Algumas ideias ficam em minha cabeça. Quem já conviveu com
militares sabe na maioria das vezes reconhecer um por sua forma de agir, andar,
cortar o cabelo e de falar. Sem leviandade, acredito que vários dos
provocadores eram militares infiltrados. Vi o homem de rosto coberto dizer ser
policial e que pediria para que os policiais alinhados dessem uma trégua e nos
deixassem passar. Isso aconteceu. Outra imagem simbólica foi ver a tropa de
choque da Polícia Militar de Minas Gerais dentro de uma universidade federal
(deveria ser um território livre e sagrado da paz, da inteligência e da
cultura) fechada para os estudantes. Da universidade vinham bombas que
machucavam a juventude. Já ampliando o horizonte, o Itamaraty em chamas, a
bandeira de São Paulo queimando, o Congresso quebrado, um governador sitiado em
sua casa. Há que se ler nos símbolos e nos fatos. Amplie-se mais esse horizonte.

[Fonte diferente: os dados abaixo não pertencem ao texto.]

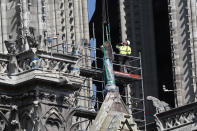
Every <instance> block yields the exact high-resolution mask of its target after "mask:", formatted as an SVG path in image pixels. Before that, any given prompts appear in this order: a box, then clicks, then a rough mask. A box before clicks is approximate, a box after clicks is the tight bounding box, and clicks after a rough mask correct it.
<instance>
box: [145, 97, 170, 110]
mask: <svg viewBox="0 0 197 131" xmlns="http://www.w3.org/2000/svg"><path fill="white" fill-rule="evenodd" d="M147 100H150V101H152V102H153V106H154V107H155V108H156V113H161V112H165V111H168V110H170V109H171V108H170V106H169V104H168V103H166V102H164V101H160V100H159V99H158V98H155V97H153V96H147Z"/></svg>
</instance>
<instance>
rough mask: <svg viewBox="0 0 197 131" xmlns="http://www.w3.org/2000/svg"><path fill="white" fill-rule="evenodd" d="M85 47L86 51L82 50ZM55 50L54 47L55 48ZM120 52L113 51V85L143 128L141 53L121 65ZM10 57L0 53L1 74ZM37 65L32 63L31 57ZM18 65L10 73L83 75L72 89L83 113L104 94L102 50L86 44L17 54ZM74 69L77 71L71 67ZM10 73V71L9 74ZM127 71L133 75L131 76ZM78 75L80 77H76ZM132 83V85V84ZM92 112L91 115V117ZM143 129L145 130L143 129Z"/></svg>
mask: <svg viewBox="0 0 197 131" xmlns="http://www.w3.org/2000/svg"><path fill="white" fill-rule="evenodd" d="M85 50H86V51H85ZM56 51H57V50H56ZM91 51H94V52H97V53H95V54H97V56H94V55H92V54H91ZM119 56H121V55H120V54H114V61H113V66H114V69H115V77H116V84H117V86H119V90H120V94H121V97H122V99H123V101H124V102H125V104H126V106H127V107H128V109H129V111H130V113H131V114H132V115H133V116H134V118H135V120H136V123H137V124H138V125H139V126H143V127H146V126H145V124H146V120H145V106H144V92H143V77H142V68H141V56H139V57H135V56H125V57H127V58H129V60H130V61H129V63H126V64H124V65H120V64H119V62H118V57H119ZM9 57H10V56H8V55H5V54H0V73H1V74H4V75H5V74H7V73H8V72H7V68H8V66H9ZM35 57H36V58H37V59H36V60H38V61H39V62H38V63H37V61H35V63H34V64H36V63H37V64H38V65H36V66H32V65H31V63H32V62H33V60H35V59H34V58H35ZM16 58H17V59H18V66H19V68H18V69H17V71H16V72H15V73H14V74H12V75H17V74H20V73H23V72H25V71H29V70H44V71H46V73H49V76H50V73H52V74H56V75H57V76H58V75H59V76H61V75H64V76H65V75H66V76H70V77H72V76H73V78H74V77H75V78H77V79H80V78H81V77H84V80H88V82H87V81H84V83H83V85H82V86H81V88H79V89H78V90H76V91H75V102H74V103H75V106H76V107H78V109H79V110H80V112H81V113H79V114H80V115H82V111H90V112H92V113H93V114H94V113H97V111H98V110H99V108H100V107H101V104H102V102H103V100H104V97H105V95H106V90H105V88H104V87H105V82H106V81H105V77H104V69H103V53H102V51H101V49H100V48H95V47H93V48H91V47H89V46H87V45H86V46H85V47H84V48H83V50H80V51H79V52H78V53H76V54H74V55H73V51H71V50H70V52H69V51H67V52H66V53H65V52H63V53H61V52H53V49H51V51H50V50H49V51H48V52H46V51H39V50H37V52H36V53H34V52H32V51H27V52H23V53H21V54H17V55H16ZM120 66H123V67H124V71H125V72H120V70H119V68H120ZM75 68H77V69H79V70H77V73H76V72H75V71H73V69H75ZM8 74H9V73H8ZM130 74H133V75H136V76H137V77H134V76H132V75H130ZM78 77H79V78H78ZM131 85H132V86H131ZM93 116H95V115H91V118H92V117H93ZM84 117H87V116H84ZM143 130H146V129H145V128H144V129H143Z"/></svg>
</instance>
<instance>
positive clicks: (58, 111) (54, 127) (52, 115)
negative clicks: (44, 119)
mask: <svg viewBox="0 0 197 131" xmlns="http://www.w3.org/2000/svg"><path fill="white" fill-rule="evenodd" d="M43 119H45V124H44V125H45V128H46V131H65V129H66V126H65V120H64V117H63V116H62V115H61V113H59V111H58V110H57V109H56V108H55V107H53V108H51V109H50V110H49V111H48V112H47V113H46V114H45V115H44V117H43Z"/></svg>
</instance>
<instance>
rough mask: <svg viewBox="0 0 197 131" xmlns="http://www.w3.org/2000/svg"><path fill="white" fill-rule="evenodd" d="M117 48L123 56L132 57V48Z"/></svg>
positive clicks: (129, 46)
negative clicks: (131, 55)
mask: <svg viewBox="0 0 197 131" xmlns="http://www.w3.org/2000/svg"><path fill="white" fill-rule="evenodd" d="M116 48H117V49H119V51H120V54H121V55H130V54H131V47H130V46H119V45H116Z"/></svg>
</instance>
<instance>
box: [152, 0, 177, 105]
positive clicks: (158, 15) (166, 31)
mask: <svg viewBox="0 0 197 131" xmlns="http://www.w3.org/2000/svg"><path fill="white" fill-rule="evenodd" d="M153 14H154V27H155V43H156V59H157V75H158V88H159V99H160V100H163V101H165V102H167V103H169V104H170V105H171V106H172V107H174V94H173V92H164V90H163V86H165V87H166V88H167V89H169V90H174V87H173V75H172V59H171V43H170V33H169V32H170V31H169V18H168V1H167V0H153ZM166 96H168V97H166ZM169 98H170V99H169Z"/></svg>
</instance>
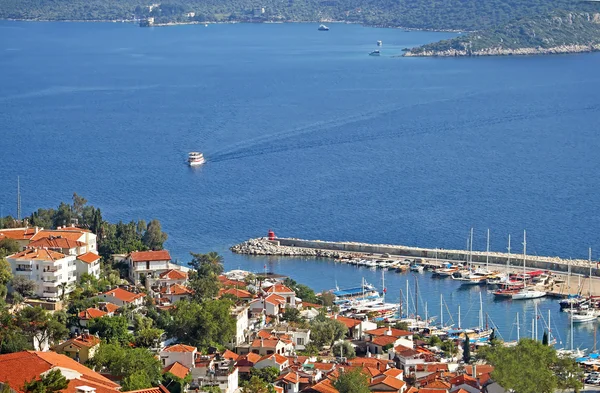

Não se vê que os métodos são os mesmos usados nas “primaveras” árabes, em
Honduras, no Paraguai, no Equador, na Venezuela e que começa também a ser usado
na Argentina?
Nada há de espontâneo no que está ocorrendo e não é à toa
que os meios de comunicação têm promovido e estimulado a agressividade e a
multiplicidade de slogans e bandeiras. Não é verdade que não haja líderes
nessas manifestações. Os líderes estão nas sombras, colhendo os frutos das
últimas tecnologias. São discretos. Quem sabe o que são o Instituto Millenium,
o instituto Fernando Henrique Cardoso, o Council on Foreign Relations, a
Trilateral Commission, o Carnegie Council? Preparam o Brasil para a guerra
global idealizada pelos think tanks? É essa a forma de chegar aos recursos
naturais do imenso território brasileiro sem a mínima resistência de governos
mais progressistas? Incomoda o acordo com a Rússia para a compra e
desenvolvimento de armas?
Uma certeza: querem atacar a democracia. Em vez de atacar
partido, tome partido. Você está sendo manipulado. Pelo que vi e vivi é certo
que querem jogar um cadáver no colo da presidenta Dilma.